Ainsi, pourquoi créer et diffuser de fausses informations ? Selon lui, les motivations sont multiples. La première est économique : certains sont rémunérés pour manipuler l’opinion ou engranger des abonnés. Plus une fausse information génère d’engagement, plus l’auteur attire plusieurs annonceurs et beaucoup de visibilités. En plus, il y a des fins politiques ou stratégiques, visant à discréditer un adversaire, influencer un débat ou renforcer une position dans un contexte électoral, sécuritaire ou diplomatique. La désinformation ne prospère jamais mieux qu’en période de tension. «Ceux qui fabriquent les faux attendent toujours un contexte pour diffuser», explique le patron de «Benbere».
Pour bien illustrer, prenons la pénurie du carburant, une attaque, une crise politique : il suffit d’un événement pour que de vieilles photos de citernes incendiées ressurgissent ou qu’une vidéo étrangère soit présentée comme locale. La technologie renforce cette dynamique : grâce à l’intelligence artificielle, il est désormais possible de créer des discours attribués à des personnalités qui ne les ont jamais prononcés, ou de produire des images hyperréalistes. La frontière entre réel et fabrication devient de plus en plus floue.

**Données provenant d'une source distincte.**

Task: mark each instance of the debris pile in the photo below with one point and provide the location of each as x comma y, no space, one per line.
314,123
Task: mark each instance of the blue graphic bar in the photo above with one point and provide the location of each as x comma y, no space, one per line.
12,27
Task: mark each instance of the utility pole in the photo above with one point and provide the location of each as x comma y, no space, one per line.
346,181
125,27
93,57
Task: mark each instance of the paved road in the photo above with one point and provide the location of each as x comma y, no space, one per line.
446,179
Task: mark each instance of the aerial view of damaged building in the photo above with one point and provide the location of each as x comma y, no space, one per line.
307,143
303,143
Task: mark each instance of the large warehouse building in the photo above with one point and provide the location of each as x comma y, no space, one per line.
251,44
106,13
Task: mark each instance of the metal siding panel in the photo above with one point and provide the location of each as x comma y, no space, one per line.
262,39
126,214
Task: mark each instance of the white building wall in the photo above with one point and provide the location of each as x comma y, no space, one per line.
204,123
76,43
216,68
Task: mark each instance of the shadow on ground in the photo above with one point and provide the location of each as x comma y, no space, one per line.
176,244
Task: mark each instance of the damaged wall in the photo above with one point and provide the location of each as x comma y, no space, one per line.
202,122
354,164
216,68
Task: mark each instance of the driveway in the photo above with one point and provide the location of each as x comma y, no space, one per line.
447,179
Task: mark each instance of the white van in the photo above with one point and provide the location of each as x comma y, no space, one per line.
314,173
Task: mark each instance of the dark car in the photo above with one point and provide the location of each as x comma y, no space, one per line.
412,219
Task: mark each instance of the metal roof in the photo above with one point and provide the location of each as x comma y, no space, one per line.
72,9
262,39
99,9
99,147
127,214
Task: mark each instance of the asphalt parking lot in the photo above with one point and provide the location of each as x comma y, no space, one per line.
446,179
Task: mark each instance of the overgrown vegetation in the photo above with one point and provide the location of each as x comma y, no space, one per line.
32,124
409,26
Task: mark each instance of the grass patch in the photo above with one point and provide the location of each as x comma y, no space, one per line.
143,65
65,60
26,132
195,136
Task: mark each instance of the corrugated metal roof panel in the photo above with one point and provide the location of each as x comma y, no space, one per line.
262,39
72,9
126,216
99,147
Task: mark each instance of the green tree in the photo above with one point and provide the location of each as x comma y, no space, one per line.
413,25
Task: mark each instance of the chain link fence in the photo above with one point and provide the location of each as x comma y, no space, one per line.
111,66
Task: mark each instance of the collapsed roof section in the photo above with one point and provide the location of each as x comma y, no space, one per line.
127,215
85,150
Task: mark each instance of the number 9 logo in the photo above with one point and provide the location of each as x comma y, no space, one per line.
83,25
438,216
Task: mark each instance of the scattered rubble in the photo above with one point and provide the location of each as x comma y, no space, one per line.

Abordant dans la même direction, le président de l’Association de blogueurs, Boureima Soulo souligne que de nos jours l’information sécuritaire est quasiment prise d’assaut par les réseaux sociaux avec en tête Facebook, Tiktok, X, WhatsApp et autres. Pour barrer la route à ces faux annonceurs, l’Association des blogueurs du Mali a développé une initiative intitulée : Anka Sèguè Sèguè. Et depuis 2022, des articles de fact-checking, des vidéos de sensibilisation et autres sont réalisés et mis sur l’adresse : assoblog.org. Avec l’évolution exponentielle des réseaux sociaux, tous les médias sérieux doivent avoir un desk Fact-checking en vue de minimiser les effets de la désinformation.